To solve the problem, we need to find the value of \(\theta\) given that the tangent at the point \(P(a \sec \theta, b \tan \theta)\) on the hyperbola passes through the point where the directrix meets the positive side of the transverse axis. ### Step-by-Step Solution: 1. **Identify the Hyperbola**: The standard form of the hyperbola is given by: \[ \frac{x^2}{a^2} - \frac{y^2}{b^2} = 1 \] 2. **Directrix of the Hyperbola**: The directrix of the hyperbola is given by the equations: \[ x = \frac{a}{e} \quad \text{and} \quad x = -\frac{a}{e} \] where \(e\) is the eccentricity of the hyperbola, defined as \(e = \sqrt{1 + \frac{b^2}{a^2}}\). 3. **Point of Tangency**: The point \(P\) on the hyperbola is given as: \[ P\left(a \sec \theta, b \tan \theta\right) \] 4. **Equation of the Tangent Line**: The equation of the tangent to the hyperbola at the point \(P(x_1, y_1)\) is given by: \[ \frac{xx_1}{a^2} - \frac{yy_1}{b^2} = 1 \] Substituting \(x_1 = a \sec \theta\) and \(y_1 = b \tan \theta\), we have: \[ \frac{x(a \sec \theta)}{a^2} - \frac{y(b \tan \theta)}{b^2} = 1 \] Simplifying this, we get: \[ \frac{x \sec \theta}{a} - \frac{y \tan \theta}{b} = 1 \] 5. **Substituting the Point of Intersection**: The tangent line passes through the point where the directrix meets the positive side of the transverse axis, which is \(\left(\frac{a}{e}, 0\right)\).
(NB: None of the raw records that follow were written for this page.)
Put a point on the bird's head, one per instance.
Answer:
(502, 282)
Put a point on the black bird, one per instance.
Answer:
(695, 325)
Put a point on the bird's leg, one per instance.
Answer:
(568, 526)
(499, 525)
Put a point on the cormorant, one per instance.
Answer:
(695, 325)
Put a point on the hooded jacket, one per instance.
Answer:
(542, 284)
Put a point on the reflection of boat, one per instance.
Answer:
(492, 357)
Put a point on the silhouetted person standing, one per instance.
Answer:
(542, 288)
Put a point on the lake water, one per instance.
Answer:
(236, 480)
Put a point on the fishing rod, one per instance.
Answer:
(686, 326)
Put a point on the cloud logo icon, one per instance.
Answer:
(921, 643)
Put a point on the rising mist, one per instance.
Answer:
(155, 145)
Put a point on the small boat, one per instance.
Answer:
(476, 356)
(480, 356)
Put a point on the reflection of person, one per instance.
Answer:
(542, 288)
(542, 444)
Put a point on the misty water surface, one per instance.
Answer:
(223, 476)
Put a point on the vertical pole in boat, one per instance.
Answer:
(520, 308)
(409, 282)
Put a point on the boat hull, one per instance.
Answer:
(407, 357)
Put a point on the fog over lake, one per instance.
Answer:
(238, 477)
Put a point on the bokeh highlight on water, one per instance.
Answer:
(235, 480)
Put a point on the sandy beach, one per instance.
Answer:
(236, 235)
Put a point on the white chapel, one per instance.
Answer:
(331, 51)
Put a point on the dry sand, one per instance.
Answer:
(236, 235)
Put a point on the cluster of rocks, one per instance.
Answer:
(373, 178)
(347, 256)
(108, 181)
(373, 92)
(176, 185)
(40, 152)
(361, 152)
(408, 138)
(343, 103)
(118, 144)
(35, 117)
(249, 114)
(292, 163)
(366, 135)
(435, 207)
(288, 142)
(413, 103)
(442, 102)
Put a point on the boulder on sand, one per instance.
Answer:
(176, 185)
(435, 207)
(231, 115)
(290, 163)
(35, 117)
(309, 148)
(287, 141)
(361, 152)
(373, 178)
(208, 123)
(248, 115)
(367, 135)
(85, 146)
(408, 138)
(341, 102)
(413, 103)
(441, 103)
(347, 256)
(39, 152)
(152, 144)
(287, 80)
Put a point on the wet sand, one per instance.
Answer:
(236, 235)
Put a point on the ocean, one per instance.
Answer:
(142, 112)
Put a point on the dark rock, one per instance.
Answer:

Substituting \(x = \frac{a}{e}\) and \(y = 0\) into the tangent equation: \[ \frac{\frac{a}{e} \sec \theta}{a} - \frac{0 \cdot \tan \theta}{b} = 1 \] This simplifies to: \[ \frac{\sec \theta}{e} = 1 \] 6. **Finding \(\theta\)**: From the equation \(\frac{\sec \theta}{e} = 1\), we can express \(\sec \theta\) as: \[ \sec \theta = e \] Therefore, taking the reciprocal, we have: \[ \cos \theta = \frac{1}{e} \] 7. **Final Result**: Since \(e = \sqrt{1 + \frac{b^2}{a^2}}\), we can conclude that: \[ \theta = \cos^{-1}\left(\frac{1}{\sqrt{1 + \frac{b^2}{a^2}}}\right) \]